パンツを貰っているのに
「パンツを渡すのは……」
「貴方だけ」
「どういう事?」
「だからっ……その………えっと」
そんな会話をして玄関に立ち尽くしていた俺達に、誰かが声をかけて来た。
「雫―帰ってきて……あら? あらあら、その子は?」
そう言って出てきたのは、優し気な顔をしたウェーブがかかった上品なお姉さんだった。
年齢は、どれくらいだろうか?
分かりづらいが……若い、たぶん二十代後半くらいかな? 三十代ではない気がする。
あ、そんなことよりもあいさつしないと……
「あ、はじめ……」
「ん、ほらLINEで連絡したでしょ? その、クラスメイトで……あの、と、ととととと友達の……」
挨拶をしようとした瞬間、雫さんがそのお姉さんに言葉を返した。
……挨拶のタイミングのがした。
「あ、あ~、今日遊びに来るって言ってたわねぇ~そうだったわ~確か名前は……後藤 花子さん……だったかしら?」
そう言って、彼女は俺を見た。
うーん……惜しい。
いや、名前は全然違うけど……なんか惜しい。
「……佐藤」
「ああ、佐藤 花……」
「太郎です」
「あ~太郎君だったのね~ごめんなさいね~次郎君~」
そう言われ俺は頭を抱えた。
……違う。
「だから、お母さん佐藤 太郎だってば」
そう雫さんが言うと「そうだったわ~」と女性はのほほんとそう答えた……っていうか待って、お母さん?
「お母さん……え?」
「あら? どうしたの~?」
「いや……なんていうか、凄い若々しいというかなんというか……」
そう言うと彼女は「あらあら嬉しいこと言ってくれるわ~」と言った後――
「あ、そう言えば名乗り忘れてたわ~、私、雫の母の久恵 由香です~よろしくね~」
そう自己紹介をした。
「あ、えっと……よろしくお願いします」
そう言って俺は頭を下げる。
そんな俺を、由香さんはじっと見ていた。
「あの、どうかしましたか?」
そう俺が由香さんに尋ねてみると、彼女は頬に手を当ててのほほーんと言った。
「あらあら~、それにしても娘が連れてくる子がどんな子かと思ったら、結構可愛らしい子じゃない?」
そう言って由香さんはクスクスと笑って言う。
「ちょっとお母さん‼」
「そんなに焦らなくて、大丈夫よ~娘の彼氏取ろうだなんて思ってないんだから」
……え、彼氏?
そう、言われた俺と雫さんは互いに顔を見合わせた。
「……あら? あなたたち付き合ってるんじゃないの?」
「ん……いや、その……ちがっ」
「その……なんていうかその……」
そう焦る俺たちを見て、由香さんは何かを察したのかポンッと手を打ち「くすくす」と微笑んだ。

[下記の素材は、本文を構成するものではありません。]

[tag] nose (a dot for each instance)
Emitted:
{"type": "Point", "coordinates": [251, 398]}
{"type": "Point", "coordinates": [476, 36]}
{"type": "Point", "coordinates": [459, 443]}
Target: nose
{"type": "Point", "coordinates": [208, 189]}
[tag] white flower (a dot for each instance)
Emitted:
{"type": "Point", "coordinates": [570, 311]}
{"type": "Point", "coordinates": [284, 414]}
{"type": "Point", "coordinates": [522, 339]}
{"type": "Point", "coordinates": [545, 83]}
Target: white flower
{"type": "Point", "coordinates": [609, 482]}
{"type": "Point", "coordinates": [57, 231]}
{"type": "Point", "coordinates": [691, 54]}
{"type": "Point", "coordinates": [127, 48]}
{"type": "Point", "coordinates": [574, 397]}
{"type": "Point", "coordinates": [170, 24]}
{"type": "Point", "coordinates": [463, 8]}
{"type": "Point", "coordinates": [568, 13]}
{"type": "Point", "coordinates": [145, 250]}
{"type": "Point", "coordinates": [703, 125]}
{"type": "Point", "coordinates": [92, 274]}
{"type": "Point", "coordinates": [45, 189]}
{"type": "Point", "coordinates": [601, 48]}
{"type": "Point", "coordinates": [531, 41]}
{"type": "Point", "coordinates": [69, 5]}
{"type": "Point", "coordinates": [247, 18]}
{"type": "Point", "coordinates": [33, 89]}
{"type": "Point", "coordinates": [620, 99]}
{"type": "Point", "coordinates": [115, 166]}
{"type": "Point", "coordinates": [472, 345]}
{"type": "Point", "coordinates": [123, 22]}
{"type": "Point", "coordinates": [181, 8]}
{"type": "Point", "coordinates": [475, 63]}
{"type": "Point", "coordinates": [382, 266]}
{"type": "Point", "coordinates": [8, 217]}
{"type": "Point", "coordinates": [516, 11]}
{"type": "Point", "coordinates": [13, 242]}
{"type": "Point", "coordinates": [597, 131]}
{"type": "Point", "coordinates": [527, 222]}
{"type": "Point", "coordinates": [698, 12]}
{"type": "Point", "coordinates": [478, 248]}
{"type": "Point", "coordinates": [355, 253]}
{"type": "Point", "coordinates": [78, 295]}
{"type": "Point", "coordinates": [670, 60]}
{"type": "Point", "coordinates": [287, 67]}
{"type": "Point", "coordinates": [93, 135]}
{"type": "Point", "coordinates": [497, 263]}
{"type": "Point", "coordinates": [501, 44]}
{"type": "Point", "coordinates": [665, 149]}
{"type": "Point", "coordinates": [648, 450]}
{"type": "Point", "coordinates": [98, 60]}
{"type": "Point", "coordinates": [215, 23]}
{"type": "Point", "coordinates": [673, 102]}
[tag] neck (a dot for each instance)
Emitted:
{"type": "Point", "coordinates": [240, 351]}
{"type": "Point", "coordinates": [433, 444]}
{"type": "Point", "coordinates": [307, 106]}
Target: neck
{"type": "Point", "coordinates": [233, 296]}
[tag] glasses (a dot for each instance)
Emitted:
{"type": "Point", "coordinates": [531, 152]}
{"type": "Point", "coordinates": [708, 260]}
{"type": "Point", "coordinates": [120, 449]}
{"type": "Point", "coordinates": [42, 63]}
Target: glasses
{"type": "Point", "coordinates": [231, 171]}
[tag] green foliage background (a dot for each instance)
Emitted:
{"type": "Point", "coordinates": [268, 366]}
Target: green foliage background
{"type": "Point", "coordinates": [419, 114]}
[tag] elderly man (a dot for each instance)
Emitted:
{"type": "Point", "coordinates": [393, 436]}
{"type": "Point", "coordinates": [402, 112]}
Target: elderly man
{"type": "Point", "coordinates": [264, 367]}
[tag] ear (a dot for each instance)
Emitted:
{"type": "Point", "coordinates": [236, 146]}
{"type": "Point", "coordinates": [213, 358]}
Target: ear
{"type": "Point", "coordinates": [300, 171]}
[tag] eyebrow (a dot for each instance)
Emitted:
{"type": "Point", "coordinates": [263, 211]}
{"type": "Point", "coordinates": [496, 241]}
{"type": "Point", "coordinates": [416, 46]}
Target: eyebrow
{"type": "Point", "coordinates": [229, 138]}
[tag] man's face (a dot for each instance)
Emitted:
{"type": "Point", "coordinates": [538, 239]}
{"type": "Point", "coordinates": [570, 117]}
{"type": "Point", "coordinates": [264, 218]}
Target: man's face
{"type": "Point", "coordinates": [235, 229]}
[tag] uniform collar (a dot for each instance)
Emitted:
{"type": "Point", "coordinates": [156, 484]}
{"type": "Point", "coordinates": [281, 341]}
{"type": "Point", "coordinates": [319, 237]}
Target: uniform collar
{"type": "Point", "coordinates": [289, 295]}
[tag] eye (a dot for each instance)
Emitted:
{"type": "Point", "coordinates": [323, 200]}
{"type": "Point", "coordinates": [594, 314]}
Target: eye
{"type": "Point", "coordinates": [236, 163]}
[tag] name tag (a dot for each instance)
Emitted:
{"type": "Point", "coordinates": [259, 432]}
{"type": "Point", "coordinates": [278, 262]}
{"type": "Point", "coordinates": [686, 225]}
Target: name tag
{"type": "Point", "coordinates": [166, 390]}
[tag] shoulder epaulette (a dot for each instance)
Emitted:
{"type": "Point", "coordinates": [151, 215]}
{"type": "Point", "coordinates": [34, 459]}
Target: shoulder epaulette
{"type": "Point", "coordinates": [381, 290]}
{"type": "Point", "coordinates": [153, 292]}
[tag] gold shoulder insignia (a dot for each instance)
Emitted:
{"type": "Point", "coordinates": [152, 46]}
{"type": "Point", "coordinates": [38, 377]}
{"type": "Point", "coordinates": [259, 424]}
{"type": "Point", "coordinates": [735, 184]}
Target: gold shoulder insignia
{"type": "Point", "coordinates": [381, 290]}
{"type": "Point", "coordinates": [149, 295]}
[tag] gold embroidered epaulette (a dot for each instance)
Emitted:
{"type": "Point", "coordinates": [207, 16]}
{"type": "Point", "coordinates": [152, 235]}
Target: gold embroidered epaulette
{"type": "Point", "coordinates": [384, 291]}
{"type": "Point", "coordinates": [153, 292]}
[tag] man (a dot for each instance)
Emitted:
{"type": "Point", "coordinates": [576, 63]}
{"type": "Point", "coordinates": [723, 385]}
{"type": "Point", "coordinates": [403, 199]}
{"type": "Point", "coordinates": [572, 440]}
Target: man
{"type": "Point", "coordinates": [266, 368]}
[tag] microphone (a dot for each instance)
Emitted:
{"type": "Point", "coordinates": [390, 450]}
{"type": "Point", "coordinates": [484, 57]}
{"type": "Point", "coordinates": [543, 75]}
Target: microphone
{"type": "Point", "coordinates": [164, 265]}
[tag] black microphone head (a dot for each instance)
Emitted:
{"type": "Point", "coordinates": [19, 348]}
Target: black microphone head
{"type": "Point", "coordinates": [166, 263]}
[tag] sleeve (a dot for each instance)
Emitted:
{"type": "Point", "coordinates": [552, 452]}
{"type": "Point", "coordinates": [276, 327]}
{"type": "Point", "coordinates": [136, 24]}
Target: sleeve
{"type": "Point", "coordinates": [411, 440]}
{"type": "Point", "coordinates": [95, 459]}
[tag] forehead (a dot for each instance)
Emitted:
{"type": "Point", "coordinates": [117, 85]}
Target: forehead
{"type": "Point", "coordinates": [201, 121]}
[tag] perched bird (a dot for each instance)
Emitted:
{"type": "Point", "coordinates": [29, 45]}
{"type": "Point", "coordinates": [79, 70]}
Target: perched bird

「なるほど、そうなのね~……雫がそわそわして話すからてっきりお母さんもう付き合ってる……」
「わわわ~」
そう言って由香さんの口を止めた雫さんは顔を真っ赤にしながら、早口で言った。
なんか照れて焦ってるよなぁ。
「お母さん、とととと、とりあえず……その、もう部屋に行くから‼」
そう言うと、雫さんは俺の腕を掴んだけどさ……。
「その……来て」
「あ、うん……その前に、あの靴……」
「あ、そうだった」
そう言われて土足で上がろうとした雫さんと一緒に俺は靴を脱ぐ。
靴をそろえようとした瞬間、俺と雫さんの肩がこつんと当たった。
「あ……」
「ん……」
互いに目が合い、どことなく恥ずかしくなる。
……うぅ、由香さんがあんなこと言うから。
そんなことを思いながら立ち上がった俺の手を、一度手を引っ込め、そして雫さんがギュッと握って引っ張った。
「……その、来て」
「うん」
俺はそう言うと、顔を落として頷いた。
……おかしいな、何時もパンツを貰ってるのに、なんていうか凄いいつも以上に恥ずかしい。
いや、恥ずかしいんじゃなくて、なんというか……
「あ、はーい。ごゆっくり~」
そう言葉にならない思いを抱えたまま、由香さんに見送られ、俺は雫さんに手を引かれて二階に上がっていくのだった。